According to research, gratitude is scientifically linked to improved physical and mental health, an increased ability to handle adversity, and stronger healthier relationships. One 2015 study published in Personal Relationships even found that gratitude can offer a protective effect against conflict and is a powerful predictor of marital quality.

The problem is, it’s easy to take your loved ones for granted. After all, it’s one thing to be actively ungrateful, thoughtless, or unkind toward your partner. But even in the absence of overt ingratitude, the simple failure to be consciously thankful can lead to a variety of challenges for a couple. These challenges may include but are not limited to the following…

Problems Caused by Ungratefulness

  • Build-up of resentment
  • Increased stress
  • Impaired communication
  • Decreased resiliency in the face of challenges
  • Decreased intimacy
  • Increased conflict

The good news is, even if expressing gratitude isn’t second nature couples can learn how to do it more regularly. Keep reading for four simple ways to keep gratitude alive in your marriage.


1. Use a journal to write down all the things your spouse does or says that bring a smile to your face.

Jot down a list of all the things you feel grateful for about your spouse and your marriage. These can be broad qualities as well as specific situations.
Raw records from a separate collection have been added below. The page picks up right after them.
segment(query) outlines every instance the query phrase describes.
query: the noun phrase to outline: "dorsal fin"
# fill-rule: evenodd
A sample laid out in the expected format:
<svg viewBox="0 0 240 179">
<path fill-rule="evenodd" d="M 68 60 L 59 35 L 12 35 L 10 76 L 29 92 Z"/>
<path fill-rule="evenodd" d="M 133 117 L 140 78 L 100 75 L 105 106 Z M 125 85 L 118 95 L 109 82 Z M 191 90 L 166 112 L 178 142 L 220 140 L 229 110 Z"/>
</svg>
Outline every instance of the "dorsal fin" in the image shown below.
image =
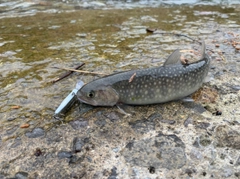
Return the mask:
<svg viewBox="0 0 240 179">
<path fill-rule="evenodd" d="M 201 59 L 204 59 L 204 57 L 205 57 L 205 51 L 206 51 L 206 45 L 205 45 L 204 40 L 202 39 Z"/>
<path fill-rule="evenodd" d="M 181 63 L 180 62 L 180 57 L 181 57 L 180 50 L 177 49 L 167 58 L 167 60 L 163 64 L 163 66 Z"/>
</svg>

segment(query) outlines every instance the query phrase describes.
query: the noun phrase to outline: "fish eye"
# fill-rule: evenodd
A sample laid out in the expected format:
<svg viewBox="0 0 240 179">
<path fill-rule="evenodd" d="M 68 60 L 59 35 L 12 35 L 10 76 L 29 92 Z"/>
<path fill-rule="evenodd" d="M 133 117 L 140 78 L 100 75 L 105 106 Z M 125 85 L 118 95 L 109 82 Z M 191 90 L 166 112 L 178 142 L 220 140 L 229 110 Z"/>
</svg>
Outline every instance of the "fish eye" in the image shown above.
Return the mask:
<svg viewBox="0 0 240 179">
<path fill-rule="evenodd" d="M 90 91 L 90 92 L 87 94 L 87 96 L 88 96 L 89 98 L 93 98 L 94 95 L 95 95 L 94 91 Z"/>
</svg>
Be sure to include the little things, too—like the way your spouse cleans off your car for you on a snowy morning or squeezes your shoulder when they walk by you in the kitchen. The small moments are the ones we often overlook and forget about but can bring us so much joy when we reflect back on them later.

2. Schedule “gratitude sessions.”

Plan times to sit down with each other throughout the week specifically to talk about the things you’re thankful for. You can also work in moments of conscious gratitude into activities you already do together, such as walking the dog, eating dinner, or getting ready for bed.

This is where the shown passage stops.